Emmanuel Lelièvre est l’un des pionniers du label Haie. L’éleveur allaitant de Mayenne comptabilise sur son exploitation 150 mètres linéaires de haie par hectare, soit près du double de la moyenne départementale. En 2006, avec d’autres agriculteurs, il fonde l’association Bois Bocage Énergie. « L’objectif était de fournir sur le territoire une énergie locale et durable, dit-il. Le marché était vierge. Nous l’avons créé de toutes pièces. » L’initiative rencontre rapidement le succès : en 2008, la SCIC Mayenne Bois Énergie voit le jour, quatre chaufferies sont approvisionnées par une vingtaine d’agriculteurs. Douze ans plus tard, les chiffres sont multipliés par dix.

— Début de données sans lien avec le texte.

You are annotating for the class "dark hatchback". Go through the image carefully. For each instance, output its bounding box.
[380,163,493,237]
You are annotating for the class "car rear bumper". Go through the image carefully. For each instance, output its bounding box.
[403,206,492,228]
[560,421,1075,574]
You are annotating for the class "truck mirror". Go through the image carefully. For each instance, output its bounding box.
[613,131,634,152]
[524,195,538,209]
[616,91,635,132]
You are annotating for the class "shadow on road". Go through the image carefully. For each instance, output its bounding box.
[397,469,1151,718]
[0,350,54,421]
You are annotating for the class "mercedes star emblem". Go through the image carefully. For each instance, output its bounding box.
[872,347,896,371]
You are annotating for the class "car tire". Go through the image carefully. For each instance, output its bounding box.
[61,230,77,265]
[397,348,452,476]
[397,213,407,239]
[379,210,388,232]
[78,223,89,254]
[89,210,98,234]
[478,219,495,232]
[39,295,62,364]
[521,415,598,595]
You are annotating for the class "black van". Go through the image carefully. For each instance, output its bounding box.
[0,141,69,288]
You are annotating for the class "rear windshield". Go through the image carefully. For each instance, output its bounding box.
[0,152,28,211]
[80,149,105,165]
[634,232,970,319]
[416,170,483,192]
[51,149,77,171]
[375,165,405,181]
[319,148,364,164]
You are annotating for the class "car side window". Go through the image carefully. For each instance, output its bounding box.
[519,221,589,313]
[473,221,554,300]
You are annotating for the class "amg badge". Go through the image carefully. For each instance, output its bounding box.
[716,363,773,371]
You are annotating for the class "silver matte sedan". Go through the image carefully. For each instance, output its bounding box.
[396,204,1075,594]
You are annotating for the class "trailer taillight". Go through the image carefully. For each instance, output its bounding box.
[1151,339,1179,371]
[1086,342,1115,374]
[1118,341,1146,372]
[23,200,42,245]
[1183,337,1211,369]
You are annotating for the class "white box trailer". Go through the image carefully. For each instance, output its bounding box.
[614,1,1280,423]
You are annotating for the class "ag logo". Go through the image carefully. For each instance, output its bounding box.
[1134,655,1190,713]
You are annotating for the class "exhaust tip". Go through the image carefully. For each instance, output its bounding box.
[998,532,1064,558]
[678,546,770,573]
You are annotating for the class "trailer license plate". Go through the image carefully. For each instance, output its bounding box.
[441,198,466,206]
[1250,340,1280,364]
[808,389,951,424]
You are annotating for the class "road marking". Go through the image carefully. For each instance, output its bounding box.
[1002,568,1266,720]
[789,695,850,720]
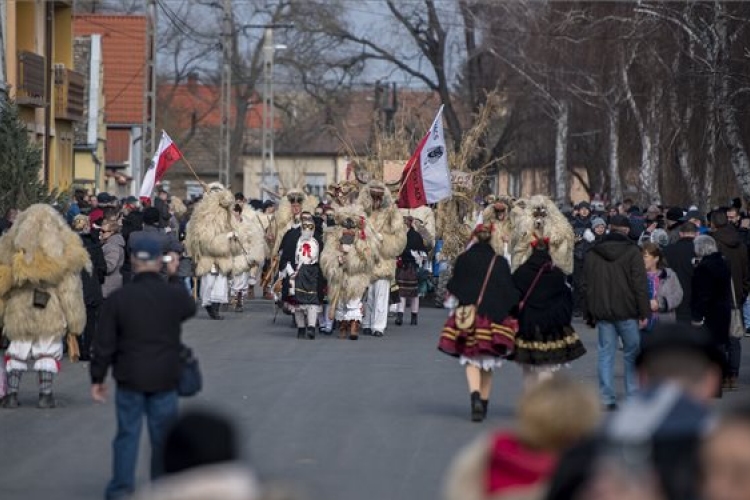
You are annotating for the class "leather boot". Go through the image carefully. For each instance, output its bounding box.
[471,391,484,422]
[246,287,255,300]
[38,393,56,409]
[1,393,19,409]
[339,320,350,339]
[411,313,418,326]
[349,320,360,340]
[482,399,489,419]
[395,312,403,326]
[205,305,217,319]
[234,292,243,312]
[211,303,224,320]
[297,327,306,339]
[306,326,316,340]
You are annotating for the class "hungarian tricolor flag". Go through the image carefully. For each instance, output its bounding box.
[139,131,183,199]
[397,105,452,208]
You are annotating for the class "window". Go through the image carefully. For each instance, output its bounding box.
[305,173,327,198]
[184,181,203,200]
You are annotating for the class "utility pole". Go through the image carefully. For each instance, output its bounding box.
[260,28,275,200]
[219,0,233,187]
[141,0,157,195]
[0,0,7,104]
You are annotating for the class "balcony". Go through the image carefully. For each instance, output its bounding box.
[16,51,45,107]
[54,65,85,121]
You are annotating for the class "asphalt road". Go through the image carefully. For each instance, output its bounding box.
[1,300,748,500]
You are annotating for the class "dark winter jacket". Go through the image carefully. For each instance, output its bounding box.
[447,242,520,324]
[512,249,573,334]
[91,272,196,392]
[691,252,731,343]
[582,232,650,322]
[663,237,696,322]
[79,232,106,307]
[712,225,750,304]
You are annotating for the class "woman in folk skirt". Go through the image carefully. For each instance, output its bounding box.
[395,215,433,326]
[438,225,520,422]
[510,240,586,388]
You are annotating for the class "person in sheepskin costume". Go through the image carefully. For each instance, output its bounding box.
[0,204,88,408]
[184,183,238,320]
[320,205,376,340]
[358,180,406,337]
[228,201,268,312]
[509,195,574,275]
[481,194,515,260]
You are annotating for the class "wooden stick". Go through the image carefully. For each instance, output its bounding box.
[179,156,208,190]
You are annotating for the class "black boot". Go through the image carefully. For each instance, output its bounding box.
[395,312,403,326]
[482,399,489,419]
[297,327,306,339]
[471,391,484,422]
[306,326,316,340]
[1,393,19,409]
[38,393,56,409]
[411,313,418,326]
[212,303,224,320]
[234,292,243,312]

Peu de changements de pratiques
En 2016, la SCIC Mayenne Bois Énergie s’engage auprès de l’Association française arbres champêtres et agroforesteries (Afac-agroforesteries) à la création du label Haie, qui naît en octobre 2019. « Nous avons construit un cahier des charges de bonnes pratiques, explique l’éleveur. Nous voulions qu’il soit acceptable et réalisable par les agriculteurs. » Celui-ci implique trois paliers : le premier permet de protéger la haie existante, le deuxième d’améliorer la coupe et la sélection, et le troisième d’augmenter les services écosystémiques rendus. « Le changement de pratiques n’est pas insurmontable et le label n’implique aucune contrainte administrative pour les agriculteurs, souligne Emmanuel Lelièvre. Une bonne gestion nécessite souvent un changement de vision : considérer les haies comme un atelier à part entière, n’intervenir qu’à bon escient, ce qui permet de réduire le temps de travail et de faire des économies. »
Des audits réguliers
« Économiquement, les modalités de gestion précisées dans le cahier des charges sont moins coûteuses que la gestion habituellement réalisée », ajoute Paule Pointereau, responsable de projets à l’Afac-agroforesteries. En Mayenne, la SCIC réalise des plans de gestion durable des haies, conseille sur l’entretien et réalise les préconisations avant la coupe. C’est aussi elle qui gère les audits internes pour la certification, tous les deux ans pour atteindre le palier 2, puis tous les cinq ans pour le palier 3. « Il faut compter 300 € par an de coût de certification pour un agriculteur, précise Paule Pointereau. Mais le label ouvre à de nouveaux marchés. »
De nouvelles opportunités
Initialement destinée au négoce de bois local et durable, l’utilisation de la biomasse sous forme de bois déchiqueté en litière se développe progressivement auprès des éleveurs. Une vingtaine de producteurs travaillent aujourd’hui à la création d’une filière pour le bois d’œuvre. « Nous sommes à l’écoute des territoires, explique Emmanuel Lelièvre. Sur les bassins-versants ou dans les zones de captages prioritaires, les agences de l’eau commencent à nous contacter pour développer le label Haie et mettre en place des paiements pour services environnementaux (PSE). » Dans certains secteurs où ces paiements sont déjà en place, ils représentent un montant de 6 000 € par an pour l’agriculteur. Avec une capacité de stockage de carbone additionnel important pour une haie gérée durablement, le label s’ouvre aussi au marché du carbone. « Les entreprises de l’agroalimentaire s’y intéressent fortement, confie Paule Pointereau. Elles souhaiteraient valoriser nos bonnes pratiques sur les produits finis. »
L’expérience intéresse. En Mayenne, trente-cinq agriculteurs se sont fait labelliser en septembre dernier, un an seulement après le lancement du label.